Ukraine’s President told his military yesterday to be prepared for the possibility of a “full-scale invasion” by Russia across the entire length of the joint border, a day after the worst fighting with Russian-backed separatists in months.

His address in Parliament was one of the first times Petro Poroshenko has used the word “invasion” to refer to Russia’s behaviour since the start of a separatist rebellion in the east in which the UN says more than 6,400 people have been killed.

Referring to a 12-hour firefight involving artillery on both sides on Wednesday when Ukraine says the rebels tried to take the town of Maryinka, Poroshenko said: “There is a colossal threat of a renewal of large-scale military operations from the side of the Russian-terrorist groups.”

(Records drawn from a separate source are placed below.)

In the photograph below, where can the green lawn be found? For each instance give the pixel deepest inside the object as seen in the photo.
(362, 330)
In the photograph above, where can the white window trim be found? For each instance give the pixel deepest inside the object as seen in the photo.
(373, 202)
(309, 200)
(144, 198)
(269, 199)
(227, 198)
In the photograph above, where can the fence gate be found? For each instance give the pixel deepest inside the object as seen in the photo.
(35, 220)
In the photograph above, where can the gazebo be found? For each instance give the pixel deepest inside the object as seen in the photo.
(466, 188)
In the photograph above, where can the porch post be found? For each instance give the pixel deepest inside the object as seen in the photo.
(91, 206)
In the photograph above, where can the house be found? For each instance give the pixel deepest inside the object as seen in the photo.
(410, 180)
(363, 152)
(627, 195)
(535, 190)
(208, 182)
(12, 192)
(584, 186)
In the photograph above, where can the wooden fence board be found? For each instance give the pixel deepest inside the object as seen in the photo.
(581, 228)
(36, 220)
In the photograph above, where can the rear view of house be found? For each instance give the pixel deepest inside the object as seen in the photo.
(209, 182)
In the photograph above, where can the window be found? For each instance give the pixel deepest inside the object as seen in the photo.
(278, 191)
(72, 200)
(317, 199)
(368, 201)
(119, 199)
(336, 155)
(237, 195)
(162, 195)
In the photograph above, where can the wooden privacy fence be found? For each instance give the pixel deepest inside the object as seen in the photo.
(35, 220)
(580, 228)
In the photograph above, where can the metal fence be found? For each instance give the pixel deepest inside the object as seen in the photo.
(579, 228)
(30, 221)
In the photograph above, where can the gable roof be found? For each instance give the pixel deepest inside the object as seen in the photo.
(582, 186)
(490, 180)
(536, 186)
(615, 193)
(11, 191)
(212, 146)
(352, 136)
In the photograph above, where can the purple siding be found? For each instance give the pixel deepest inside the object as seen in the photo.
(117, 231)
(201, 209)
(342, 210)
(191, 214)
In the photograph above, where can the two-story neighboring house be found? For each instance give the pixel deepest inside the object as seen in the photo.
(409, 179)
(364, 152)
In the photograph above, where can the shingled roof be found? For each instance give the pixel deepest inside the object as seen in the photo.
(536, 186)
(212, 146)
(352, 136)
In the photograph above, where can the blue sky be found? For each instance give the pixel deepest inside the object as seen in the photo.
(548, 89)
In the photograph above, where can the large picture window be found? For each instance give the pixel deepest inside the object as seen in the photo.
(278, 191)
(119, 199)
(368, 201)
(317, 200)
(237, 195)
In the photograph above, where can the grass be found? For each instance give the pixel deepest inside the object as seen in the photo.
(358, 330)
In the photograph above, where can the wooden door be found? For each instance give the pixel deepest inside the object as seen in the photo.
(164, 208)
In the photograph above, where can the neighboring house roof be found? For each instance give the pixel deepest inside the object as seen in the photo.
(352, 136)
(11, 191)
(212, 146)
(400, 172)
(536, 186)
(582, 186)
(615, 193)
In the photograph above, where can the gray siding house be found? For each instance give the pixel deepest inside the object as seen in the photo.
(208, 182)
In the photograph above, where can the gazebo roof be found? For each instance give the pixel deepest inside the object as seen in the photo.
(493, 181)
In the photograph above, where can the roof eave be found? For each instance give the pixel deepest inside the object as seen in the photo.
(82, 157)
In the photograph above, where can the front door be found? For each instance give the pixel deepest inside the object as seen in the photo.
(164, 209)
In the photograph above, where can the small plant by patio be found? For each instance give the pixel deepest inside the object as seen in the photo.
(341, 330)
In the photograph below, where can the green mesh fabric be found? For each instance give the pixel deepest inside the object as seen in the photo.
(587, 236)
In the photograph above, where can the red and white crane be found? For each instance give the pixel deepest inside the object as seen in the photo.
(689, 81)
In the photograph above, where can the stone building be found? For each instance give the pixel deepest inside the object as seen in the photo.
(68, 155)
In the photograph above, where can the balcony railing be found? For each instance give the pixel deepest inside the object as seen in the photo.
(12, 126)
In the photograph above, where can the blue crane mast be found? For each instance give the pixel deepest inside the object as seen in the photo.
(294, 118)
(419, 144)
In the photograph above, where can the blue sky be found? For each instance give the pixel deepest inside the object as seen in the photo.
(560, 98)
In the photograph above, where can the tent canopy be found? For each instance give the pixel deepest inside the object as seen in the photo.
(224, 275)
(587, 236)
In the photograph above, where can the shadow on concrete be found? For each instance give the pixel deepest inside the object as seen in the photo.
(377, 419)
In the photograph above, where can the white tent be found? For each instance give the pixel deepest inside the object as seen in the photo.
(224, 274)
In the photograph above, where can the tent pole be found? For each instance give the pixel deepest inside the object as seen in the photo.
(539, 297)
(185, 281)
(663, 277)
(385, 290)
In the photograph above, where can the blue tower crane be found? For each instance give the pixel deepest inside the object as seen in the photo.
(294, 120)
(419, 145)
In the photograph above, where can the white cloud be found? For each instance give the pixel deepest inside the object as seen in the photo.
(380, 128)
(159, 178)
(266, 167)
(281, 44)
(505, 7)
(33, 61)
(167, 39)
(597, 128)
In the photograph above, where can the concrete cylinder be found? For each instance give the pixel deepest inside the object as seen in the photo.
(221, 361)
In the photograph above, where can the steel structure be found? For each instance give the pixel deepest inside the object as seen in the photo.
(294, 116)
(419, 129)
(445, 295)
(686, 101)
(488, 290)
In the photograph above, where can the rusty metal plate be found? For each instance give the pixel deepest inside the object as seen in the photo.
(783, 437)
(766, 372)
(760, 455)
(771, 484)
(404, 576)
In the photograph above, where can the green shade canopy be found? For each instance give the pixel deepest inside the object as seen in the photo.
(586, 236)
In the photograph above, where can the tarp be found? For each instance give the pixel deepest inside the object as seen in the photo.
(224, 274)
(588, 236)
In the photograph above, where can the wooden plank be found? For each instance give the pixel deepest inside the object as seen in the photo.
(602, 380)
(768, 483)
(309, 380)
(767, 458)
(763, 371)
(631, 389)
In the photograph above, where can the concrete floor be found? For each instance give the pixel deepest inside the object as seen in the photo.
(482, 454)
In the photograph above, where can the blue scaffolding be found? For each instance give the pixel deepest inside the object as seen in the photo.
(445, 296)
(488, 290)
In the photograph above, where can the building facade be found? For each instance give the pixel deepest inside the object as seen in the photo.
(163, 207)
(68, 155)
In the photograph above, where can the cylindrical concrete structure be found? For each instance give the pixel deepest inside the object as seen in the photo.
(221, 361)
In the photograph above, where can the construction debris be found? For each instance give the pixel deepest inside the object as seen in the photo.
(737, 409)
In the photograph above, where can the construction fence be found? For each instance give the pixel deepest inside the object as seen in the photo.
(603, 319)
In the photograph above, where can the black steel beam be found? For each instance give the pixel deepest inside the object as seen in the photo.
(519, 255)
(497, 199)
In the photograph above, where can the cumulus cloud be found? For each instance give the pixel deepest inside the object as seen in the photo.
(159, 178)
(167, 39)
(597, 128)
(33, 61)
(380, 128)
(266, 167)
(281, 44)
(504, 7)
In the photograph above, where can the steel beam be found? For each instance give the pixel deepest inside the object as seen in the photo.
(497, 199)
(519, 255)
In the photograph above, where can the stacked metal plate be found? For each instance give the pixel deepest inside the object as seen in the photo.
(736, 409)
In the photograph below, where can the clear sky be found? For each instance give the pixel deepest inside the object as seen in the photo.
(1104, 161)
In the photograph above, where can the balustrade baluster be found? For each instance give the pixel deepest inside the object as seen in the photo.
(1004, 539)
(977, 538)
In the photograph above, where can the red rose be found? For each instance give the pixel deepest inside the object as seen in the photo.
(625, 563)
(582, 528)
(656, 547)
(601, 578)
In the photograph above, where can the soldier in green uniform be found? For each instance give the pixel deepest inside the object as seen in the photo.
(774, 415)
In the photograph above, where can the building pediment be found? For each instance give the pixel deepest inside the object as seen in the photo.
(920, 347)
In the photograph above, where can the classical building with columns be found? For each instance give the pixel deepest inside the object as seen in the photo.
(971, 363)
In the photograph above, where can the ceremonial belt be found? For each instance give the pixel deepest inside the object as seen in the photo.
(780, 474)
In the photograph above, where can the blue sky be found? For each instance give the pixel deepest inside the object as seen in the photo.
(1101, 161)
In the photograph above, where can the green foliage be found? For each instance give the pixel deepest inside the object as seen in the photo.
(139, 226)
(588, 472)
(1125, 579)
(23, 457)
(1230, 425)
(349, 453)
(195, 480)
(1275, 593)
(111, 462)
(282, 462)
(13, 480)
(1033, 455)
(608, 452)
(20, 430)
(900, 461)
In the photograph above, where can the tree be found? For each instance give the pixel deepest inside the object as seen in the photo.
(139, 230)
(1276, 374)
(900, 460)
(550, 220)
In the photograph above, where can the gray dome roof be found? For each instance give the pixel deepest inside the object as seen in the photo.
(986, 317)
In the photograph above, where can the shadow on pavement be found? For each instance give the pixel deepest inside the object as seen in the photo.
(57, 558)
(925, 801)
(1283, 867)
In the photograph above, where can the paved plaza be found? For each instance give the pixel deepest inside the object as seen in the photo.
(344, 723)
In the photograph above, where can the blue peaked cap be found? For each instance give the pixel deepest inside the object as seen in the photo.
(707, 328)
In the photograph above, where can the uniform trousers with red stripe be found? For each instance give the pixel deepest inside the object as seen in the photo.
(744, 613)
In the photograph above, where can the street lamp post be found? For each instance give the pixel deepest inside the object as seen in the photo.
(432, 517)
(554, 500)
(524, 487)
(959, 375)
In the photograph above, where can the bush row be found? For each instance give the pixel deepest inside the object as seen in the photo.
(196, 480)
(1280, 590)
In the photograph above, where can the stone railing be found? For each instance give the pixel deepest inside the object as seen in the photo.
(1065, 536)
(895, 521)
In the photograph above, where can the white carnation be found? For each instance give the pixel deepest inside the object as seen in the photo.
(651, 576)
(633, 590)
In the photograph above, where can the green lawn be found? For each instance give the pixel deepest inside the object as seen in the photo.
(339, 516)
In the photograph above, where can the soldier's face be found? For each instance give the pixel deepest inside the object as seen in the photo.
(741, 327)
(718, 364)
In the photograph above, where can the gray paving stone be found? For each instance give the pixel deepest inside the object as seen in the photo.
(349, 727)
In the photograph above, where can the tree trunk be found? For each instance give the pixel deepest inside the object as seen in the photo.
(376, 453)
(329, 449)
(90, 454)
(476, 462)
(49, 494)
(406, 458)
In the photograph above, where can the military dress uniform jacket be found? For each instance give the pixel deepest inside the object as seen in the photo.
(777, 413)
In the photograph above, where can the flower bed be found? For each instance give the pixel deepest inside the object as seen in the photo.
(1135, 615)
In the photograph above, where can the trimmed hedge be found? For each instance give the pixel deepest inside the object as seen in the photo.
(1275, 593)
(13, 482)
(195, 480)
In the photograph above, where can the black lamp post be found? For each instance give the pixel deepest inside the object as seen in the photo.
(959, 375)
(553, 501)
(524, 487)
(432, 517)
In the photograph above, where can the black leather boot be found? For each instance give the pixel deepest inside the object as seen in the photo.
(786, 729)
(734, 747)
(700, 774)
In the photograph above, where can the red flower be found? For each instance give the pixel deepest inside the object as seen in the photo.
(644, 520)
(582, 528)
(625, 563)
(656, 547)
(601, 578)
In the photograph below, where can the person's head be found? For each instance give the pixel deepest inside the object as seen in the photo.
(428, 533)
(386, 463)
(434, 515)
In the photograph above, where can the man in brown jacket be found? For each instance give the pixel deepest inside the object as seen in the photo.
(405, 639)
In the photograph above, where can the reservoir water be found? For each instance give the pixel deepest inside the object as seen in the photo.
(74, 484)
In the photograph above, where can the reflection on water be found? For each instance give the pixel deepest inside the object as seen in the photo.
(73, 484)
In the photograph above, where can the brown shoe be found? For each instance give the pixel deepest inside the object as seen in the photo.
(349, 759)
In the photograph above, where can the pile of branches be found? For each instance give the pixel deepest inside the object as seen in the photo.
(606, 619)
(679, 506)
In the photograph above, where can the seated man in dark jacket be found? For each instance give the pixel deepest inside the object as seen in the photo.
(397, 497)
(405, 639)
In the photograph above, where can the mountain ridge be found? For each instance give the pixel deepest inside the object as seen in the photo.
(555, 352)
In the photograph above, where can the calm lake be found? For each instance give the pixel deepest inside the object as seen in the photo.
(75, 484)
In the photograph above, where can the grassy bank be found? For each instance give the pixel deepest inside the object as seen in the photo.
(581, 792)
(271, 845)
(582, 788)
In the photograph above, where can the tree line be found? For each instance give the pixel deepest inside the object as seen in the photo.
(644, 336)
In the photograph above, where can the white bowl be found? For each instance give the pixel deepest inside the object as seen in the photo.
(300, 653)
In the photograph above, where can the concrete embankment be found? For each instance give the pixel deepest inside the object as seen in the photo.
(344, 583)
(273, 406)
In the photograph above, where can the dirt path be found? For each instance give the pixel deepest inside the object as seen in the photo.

“The military must be ready as much for a renewal of an offensive by the enemy in the Donbass as they are for a full-scale invasion along the whole length of the border with Russia.”

Ukraine and its Nato allies have long accused Russia of sending weapons and troops to fight on behalf of separatists who control part of two provinces in its east. Moscow, which seized and annexed Ukraine’s Crimea peninsula last year, denies its troops are participating in the eastern fighting.

Concentration of Russian troops near border is one and a half times greater than a year ago

A ceasefire has mostly held for the past four months, after the separatists spurned an earlier truce to launch an advance and seize more territory for their self-proclaimed state in what Russian President Vladimir Putin calls “New Russia”.

The joint border stretches for more than 2,200 km, most of it far from the area where there has been fighting.

Earlier, Ukrainian military officials said that five Ukrainian servicemen had been killed and 39 wounded in the fighting around Maryinka, which lies 23 km to the west of the rebel stronghold of Donetsk.

The rebels updated their own casualty toll to 21 dead – five civilians and 16 fighters - and blamed Ukrainian forces for indiscriminate shelling of populated areas.

The fighting went far beyond regular low-level skirmishing that has occasionally flared since the shaky ceasefire was brokered in February by the leaders of Ukraine, Russia, Germany and France.

The West and Kiev say Russia has failed to fulfil the terms of the peace deal worked out in Minsk, Belarus and say it must pull out its forces and stop arms deliveries to the separatists.

Moscow takes the side of the separatists, accusing Kiev’s forces of ceasefire violations.

Poroshenko, who was delivering his state of the nation speech, said 9,000 Russian servicemen were deployed on Ukrainian territory.

“The concentration of Russian troops near the state border is one and a half times greater than a year ago,” he declared.

Reuters journalists have reported a Russian military build-up on the frontier in recent weeks, with thousands of troops and heavy weapons.